The buildings in the rendering are all squeezed into the territory of Google's four central buildings (the green rectangle between Charleston and Amphitheatre in this map of Google's real estate Web Link). Per that map, Google owns at least ten times more land around the area so even "parking lot developments" like this would be reduced in height by a similar amount if the design included the parking lots in the rest of Google's territory.

Of course realism wasn't the point. But it's still misleading to say that this is built on "the parking lots of Google's headquarters" when it actually uses only a small fraction of the parking lots.


Posted by Martin, a resident of Old Mountain View
on Mar 10, 2014 at 2:05 pm

Honestly, when was the last time we made a mistake and built an apartment complex that was too big? Let's err on that side for a change.


Posted by PeopleArePollution, a resident of North Whisman
on Mar 10, 2014 at 3:05 pm

Cuesta Resident, What makes you think adding more houses will cut down on traffic?
If we add housing in North Bay shore, lets say mostly google people will likely move in
One spouse working at Google, one working someplace else.... so instead of one car comming to Mountain View, we have one leaving Mountain View. The children get packed into our already over crowded schools....(we are not building any new schools are we?)
Then first spouse gets a new job, say in Sunnyvale.... do they move? No! of course not! That would disrupt schooling, and it is an easy commute..... Now what does it do to cost? Do you think it is possible to build enough housing to make it so everyone that wants to move to Mountain View can? It has not worked yet for New York, Hong Kong, Shanghi.... How much housing shall we build for this experement? Have things gotten better or worse by adding more housing and more jobs? Twice the people behaving just the same.... Twice the cars, twice the impact on schools.
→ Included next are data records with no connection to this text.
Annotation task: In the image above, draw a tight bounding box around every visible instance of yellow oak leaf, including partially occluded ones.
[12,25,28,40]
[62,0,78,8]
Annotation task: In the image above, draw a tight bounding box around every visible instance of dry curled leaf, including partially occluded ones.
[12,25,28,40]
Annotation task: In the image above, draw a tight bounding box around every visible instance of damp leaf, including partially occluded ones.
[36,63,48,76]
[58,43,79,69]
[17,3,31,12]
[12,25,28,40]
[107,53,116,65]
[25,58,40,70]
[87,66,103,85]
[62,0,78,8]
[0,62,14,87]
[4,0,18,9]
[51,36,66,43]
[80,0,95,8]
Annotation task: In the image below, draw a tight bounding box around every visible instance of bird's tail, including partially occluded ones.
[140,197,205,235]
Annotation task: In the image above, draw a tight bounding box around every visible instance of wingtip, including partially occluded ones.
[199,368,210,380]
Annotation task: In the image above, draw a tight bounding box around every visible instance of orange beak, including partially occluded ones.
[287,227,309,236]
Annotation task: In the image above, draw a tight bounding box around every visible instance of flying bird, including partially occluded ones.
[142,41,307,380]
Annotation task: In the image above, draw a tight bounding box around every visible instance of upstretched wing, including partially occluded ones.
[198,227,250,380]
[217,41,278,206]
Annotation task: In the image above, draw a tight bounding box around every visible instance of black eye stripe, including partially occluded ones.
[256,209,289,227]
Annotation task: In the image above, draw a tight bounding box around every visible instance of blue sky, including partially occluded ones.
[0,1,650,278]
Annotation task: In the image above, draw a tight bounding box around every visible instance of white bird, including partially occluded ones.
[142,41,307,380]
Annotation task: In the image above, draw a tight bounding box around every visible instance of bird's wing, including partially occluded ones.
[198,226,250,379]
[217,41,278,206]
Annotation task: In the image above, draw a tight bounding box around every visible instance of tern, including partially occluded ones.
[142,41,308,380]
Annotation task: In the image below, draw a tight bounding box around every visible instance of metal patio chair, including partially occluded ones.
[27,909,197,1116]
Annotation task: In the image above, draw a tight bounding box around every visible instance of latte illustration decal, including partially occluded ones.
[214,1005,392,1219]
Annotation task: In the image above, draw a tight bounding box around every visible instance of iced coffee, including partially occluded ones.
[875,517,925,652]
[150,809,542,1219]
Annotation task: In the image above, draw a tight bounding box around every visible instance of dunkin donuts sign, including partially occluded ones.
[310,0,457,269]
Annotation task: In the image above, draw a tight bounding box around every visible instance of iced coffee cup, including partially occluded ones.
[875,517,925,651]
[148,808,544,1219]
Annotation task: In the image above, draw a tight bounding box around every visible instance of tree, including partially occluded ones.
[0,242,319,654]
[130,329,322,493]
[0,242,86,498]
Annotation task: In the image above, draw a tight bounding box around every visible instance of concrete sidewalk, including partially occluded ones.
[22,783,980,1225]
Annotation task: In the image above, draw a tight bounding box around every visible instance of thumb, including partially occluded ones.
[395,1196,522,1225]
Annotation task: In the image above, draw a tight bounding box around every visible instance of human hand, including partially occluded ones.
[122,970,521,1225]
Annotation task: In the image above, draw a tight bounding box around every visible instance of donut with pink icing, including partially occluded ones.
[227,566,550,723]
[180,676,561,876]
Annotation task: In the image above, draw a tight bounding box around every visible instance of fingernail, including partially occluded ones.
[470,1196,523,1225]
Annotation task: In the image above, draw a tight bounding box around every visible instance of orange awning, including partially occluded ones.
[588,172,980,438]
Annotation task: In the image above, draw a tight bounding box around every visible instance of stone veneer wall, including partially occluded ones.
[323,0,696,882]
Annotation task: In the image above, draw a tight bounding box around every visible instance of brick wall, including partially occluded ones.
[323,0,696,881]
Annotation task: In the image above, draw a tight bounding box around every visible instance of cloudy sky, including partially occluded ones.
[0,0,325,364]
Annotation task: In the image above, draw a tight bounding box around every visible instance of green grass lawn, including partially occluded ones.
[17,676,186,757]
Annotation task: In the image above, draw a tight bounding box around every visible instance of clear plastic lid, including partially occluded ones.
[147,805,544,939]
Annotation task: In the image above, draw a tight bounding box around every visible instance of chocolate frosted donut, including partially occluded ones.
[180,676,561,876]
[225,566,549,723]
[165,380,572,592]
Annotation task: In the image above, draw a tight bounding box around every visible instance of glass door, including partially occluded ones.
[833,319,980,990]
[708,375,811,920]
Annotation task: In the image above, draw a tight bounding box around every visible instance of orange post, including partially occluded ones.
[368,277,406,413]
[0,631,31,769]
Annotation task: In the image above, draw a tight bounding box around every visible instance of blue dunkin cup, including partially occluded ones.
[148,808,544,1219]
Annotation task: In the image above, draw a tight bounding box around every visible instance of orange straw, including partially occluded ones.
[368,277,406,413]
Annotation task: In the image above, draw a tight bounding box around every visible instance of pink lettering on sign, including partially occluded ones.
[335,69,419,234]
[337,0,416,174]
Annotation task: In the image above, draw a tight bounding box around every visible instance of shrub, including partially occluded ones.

The myth that adding more houseing will make ANYTHING beter is just a myth made by people that build and rent housing! Stop dumping a City in my town! If you want to live in a city, move to one! Don't destroy my town with your social experements to try to prove a theory that has been disproven all over the world!

The very best thing Google could do for Mountain View is move to San Francisco or San Jose or any other CITY before they destroy our town with their growth.


Posted by Christopher Chiang, a resident of North Whisman
on Mar 10, 2014 at 4:55 pm

If every nearby town refused to build housing, people will be pushed to drive further, live further beyond their means, or pack into existing housing and surrounding infrastructure not designed for high density.

By ignoring housing, the problem doesn't disappear, it just manifests itself in traffic, stress, and secretly packed housing among existing supply. How are those manifestations any better for -our- town?

Hoping for that Google will leave just creates a new set of more severe problems. Anyone been to a town hit with underwater mortgages, vacant offices, and high unemployment?

Want to prevent extra traffic from housing in North Bayshore? Just don't build parking/or making parking costly in any new development. Unlike the rest of Mountain View, where that just severely impacts the adjacent neighborhood, North the 101, that's not a problem. It's not like someone will park their car on the other side of the 101. Better yet, allow development conditional to private investments in mass transit infrastructure finally connecting North Bayshore to Caltrains/VTA.

Even better yet, those who would live under such car restrictions could take advantage of biking to work on the Baylands bike paths if they weren't local. The most beautiful part of our town by the water is surrounded by offices, while we live in a sea of concrete.

We innovate all type of solutions in our life, yet we continue to view urban planning in the 20th century suburban context (big house, drive to work) that sits on a carbon footprint unconscionable for the 21st century.